After my mom finished her laundry tasks, she returned to the living. Instantly, she saw the iPad laying next to her recliner. She then hurriedly scurried to my room. She burst open my door and exclaimed, "Where did you find the iPad!?" In as innocent of a tone as I could muster, I replied, "Why it's a Christmas miracle! The iPad has been found!" I immediately burst into peals of uncontrollable laughter. My mom was very frustrated with me and kept demanding to know where I had found it. When I was finally able to regain my composure, I divulged where I had found the iPad.

I often think to myself it is a good thing God blessed me with the ability to find things since I have two parents who have been blessed with the ability to lose things. Together, we make quite a team! Oh, I have to go. I hear my mom calling...I think she lost something and needs my services. Off to play another game of hide and seek!

Monday, January 1, 2018

Many thanks for the abundant blessings!

My heart overflows with love and joy as I read the plethora of well wishes and kind messages. Thank you to everyone who has made this such a wonderful New Year! For much of 2017, I have been eagerly waiting for this day. With each test, medical procedure, hospitalization and doctor's appointment, I would encourage myself that New Year's Day was only "x" many days away. I was bound and determined to see another year.

My optimistic wish for this year is to not have any doctor's appointments or hospitalizations. This, however, is just a pipe dream. I already have four doctor's appointments scheduled, and most likely will be back in the hospital very soon. My one gift I did give myself was disobeying my doctor. I have had a respitratory tract infection since July. In December, this infection flared up, resulting in me being hospitalized to receive IV antibiotics. Upon discharge, I was switched to oral antibiotics. Very quickly, the pneumonia came roaring back. My doctor switched me to a different antibiotic and said if I did not improve in two days, I needed to go back to the hospital. My symptoms did not improve. Instead of going back to the hospital, which would have likely resulted in me being hospitalized over New Year's, I have patiently endured the infection and told my doctor I would seek medical attention after January 1. Now, it seems, I must reluctantly live up to my side of the agreement.

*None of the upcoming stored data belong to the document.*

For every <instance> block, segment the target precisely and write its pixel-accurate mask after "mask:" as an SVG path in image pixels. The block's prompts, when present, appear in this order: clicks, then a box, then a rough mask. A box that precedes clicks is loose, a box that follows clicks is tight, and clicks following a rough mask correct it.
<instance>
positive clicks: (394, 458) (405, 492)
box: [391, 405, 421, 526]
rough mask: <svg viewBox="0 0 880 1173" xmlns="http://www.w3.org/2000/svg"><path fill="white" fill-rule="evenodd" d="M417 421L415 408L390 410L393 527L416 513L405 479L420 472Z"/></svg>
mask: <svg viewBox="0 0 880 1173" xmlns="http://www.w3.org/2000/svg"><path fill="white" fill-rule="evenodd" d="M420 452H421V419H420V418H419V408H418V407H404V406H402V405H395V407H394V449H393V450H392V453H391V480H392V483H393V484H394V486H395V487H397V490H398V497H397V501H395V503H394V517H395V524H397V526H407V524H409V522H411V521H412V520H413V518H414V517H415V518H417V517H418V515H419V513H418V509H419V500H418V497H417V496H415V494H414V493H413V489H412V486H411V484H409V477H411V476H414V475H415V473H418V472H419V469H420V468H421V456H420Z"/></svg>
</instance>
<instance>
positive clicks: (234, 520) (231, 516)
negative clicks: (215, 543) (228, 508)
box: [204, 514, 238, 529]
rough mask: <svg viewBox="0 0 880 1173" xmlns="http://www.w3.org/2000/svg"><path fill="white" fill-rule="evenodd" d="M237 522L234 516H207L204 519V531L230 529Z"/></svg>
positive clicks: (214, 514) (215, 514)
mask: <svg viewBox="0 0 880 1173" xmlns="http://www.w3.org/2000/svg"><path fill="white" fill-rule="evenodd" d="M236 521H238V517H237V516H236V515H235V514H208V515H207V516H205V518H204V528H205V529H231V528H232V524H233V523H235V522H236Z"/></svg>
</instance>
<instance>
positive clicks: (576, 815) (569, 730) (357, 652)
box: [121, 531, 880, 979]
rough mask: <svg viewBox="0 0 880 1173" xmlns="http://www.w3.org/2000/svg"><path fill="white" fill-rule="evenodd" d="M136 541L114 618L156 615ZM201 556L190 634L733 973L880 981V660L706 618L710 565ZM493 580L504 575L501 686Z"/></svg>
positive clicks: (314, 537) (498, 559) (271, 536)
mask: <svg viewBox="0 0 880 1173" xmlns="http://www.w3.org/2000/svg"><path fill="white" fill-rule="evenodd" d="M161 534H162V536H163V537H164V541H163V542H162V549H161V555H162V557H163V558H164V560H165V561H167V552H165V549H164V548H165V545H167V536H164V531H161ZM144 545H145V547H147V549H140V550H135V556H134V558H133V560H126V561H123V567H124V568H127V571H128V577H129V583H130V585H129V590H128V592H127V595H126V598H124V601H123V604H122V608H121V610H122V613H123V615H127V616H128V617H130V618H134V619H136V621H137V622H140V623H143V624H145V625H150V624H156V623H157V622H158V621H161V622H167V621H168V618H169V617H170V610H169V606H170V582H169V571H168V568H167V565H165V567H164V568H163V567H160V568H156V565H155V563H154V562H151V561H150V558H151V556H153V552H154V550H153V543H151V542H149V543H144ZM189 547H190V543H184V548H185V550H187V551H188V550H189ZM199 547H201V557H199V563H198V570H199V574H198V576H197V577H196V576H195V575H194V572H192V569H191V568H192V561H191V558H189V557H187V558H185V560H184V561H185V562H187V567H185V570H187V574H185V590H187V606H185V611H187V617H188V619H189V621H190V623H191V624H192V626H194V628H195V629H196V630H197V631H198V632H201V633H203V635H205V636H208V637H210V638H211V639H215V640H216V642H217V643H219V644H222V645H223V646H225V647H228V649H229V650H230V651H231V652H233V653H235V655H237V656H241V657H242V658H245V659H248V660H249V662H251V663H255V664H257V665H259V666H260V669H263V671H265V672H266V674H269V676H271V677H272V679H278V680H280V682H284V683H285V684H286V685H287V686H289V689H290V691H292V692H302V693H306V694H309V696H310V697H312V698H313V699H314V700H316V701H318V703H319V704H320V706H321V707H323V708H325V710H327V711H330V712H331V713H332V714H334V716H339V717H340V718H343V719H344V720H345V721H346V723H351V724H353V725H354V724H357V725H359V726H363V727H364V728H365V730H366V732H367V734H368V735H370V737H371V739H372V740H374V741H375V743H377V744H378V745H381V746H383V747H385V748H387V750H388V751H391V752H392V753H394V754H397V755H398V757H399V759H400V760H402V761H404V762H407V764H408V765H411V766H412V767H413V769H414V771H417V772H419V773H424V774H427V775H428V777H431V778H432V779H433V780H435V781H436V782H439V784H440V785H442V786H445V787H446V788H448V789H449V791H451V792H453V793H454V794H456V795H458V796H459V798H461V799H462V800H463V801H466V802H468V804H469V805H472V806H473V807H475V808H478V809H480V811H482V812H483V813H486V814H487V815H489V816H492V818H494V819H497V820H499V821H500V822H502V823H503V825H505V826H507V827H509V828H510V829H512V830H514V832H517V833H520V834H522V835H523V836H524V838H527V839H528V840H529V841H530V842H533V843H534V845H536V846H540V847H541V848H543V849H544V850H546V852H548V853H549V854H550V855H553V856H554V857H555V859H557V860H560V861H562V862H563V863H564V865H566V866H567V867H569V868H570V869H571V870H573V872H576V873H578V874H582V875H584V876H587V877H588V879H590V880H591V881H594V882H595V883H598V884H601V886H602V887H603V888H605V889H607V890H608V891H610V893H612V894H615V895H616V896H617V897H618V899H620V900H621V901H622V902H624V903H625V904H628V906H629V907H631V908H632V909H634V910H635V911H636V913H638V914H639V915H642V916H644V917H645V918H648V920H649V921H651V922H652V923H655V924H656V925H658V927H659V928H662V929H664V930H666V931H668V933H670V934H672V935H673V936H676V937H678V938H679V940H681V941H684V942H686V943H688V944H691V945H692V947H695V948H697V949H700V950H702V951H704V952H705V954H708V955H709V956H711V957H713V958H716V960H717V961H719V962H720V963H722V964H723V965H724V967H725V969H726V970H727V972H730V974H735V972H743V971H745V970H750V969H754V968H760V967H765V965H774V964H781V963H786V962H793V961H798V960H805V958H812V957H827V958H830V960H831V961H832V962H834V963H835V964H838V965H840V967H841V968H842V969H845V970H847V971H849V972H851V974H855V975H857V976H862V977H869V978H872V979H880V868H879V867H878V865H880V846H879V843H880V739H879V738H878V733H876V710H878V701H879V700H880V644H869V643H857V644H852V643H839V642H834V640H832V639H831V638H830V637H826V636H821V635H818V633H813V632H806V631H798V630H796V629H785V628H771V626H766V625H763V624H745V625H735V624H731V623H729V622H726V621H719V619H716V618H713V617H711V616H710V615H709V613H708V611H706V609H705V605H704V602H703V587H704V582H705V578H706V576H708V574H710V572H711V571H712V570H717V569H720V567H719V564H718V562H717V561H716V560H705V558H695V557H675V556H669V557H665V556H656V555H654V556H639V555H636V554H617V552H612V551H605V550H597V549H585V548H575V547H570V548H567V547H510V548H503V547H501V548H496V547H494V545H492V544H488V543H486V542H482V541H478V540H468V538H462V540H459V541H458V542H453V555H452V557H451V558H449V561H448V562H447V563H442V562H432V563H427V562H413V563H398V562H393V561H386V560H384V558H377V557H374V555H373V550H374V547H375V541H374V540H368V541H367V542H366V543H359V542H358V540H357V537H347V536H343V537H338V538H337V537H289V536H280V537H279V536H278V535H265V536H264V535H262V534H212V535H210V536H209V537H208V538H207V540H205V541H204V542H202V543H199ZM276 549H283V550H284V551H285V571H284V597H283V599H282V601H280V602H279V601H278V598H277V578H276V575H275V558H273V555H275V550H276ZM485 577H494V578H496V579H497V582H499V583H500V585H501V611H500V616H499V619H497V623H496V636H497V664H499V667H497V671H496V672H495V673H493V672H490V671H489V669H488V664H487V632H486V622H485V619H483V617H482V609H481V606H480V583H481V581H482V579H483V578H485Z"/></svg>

As much as I dislike being sick with pneumonia, the thought of stepping back into the hospital really saddens my heart.

With all this said, my realistic wish for this year is to be healed from this respiratory tract infection.  I also pray the pain in my kidneys soon disappears, and my flaring pancreas calms down and will allow me to eat again without becoming very ill.

Thank you all for being part of my life. It is such a blessing to be overwhelmed with love and joy on this special day!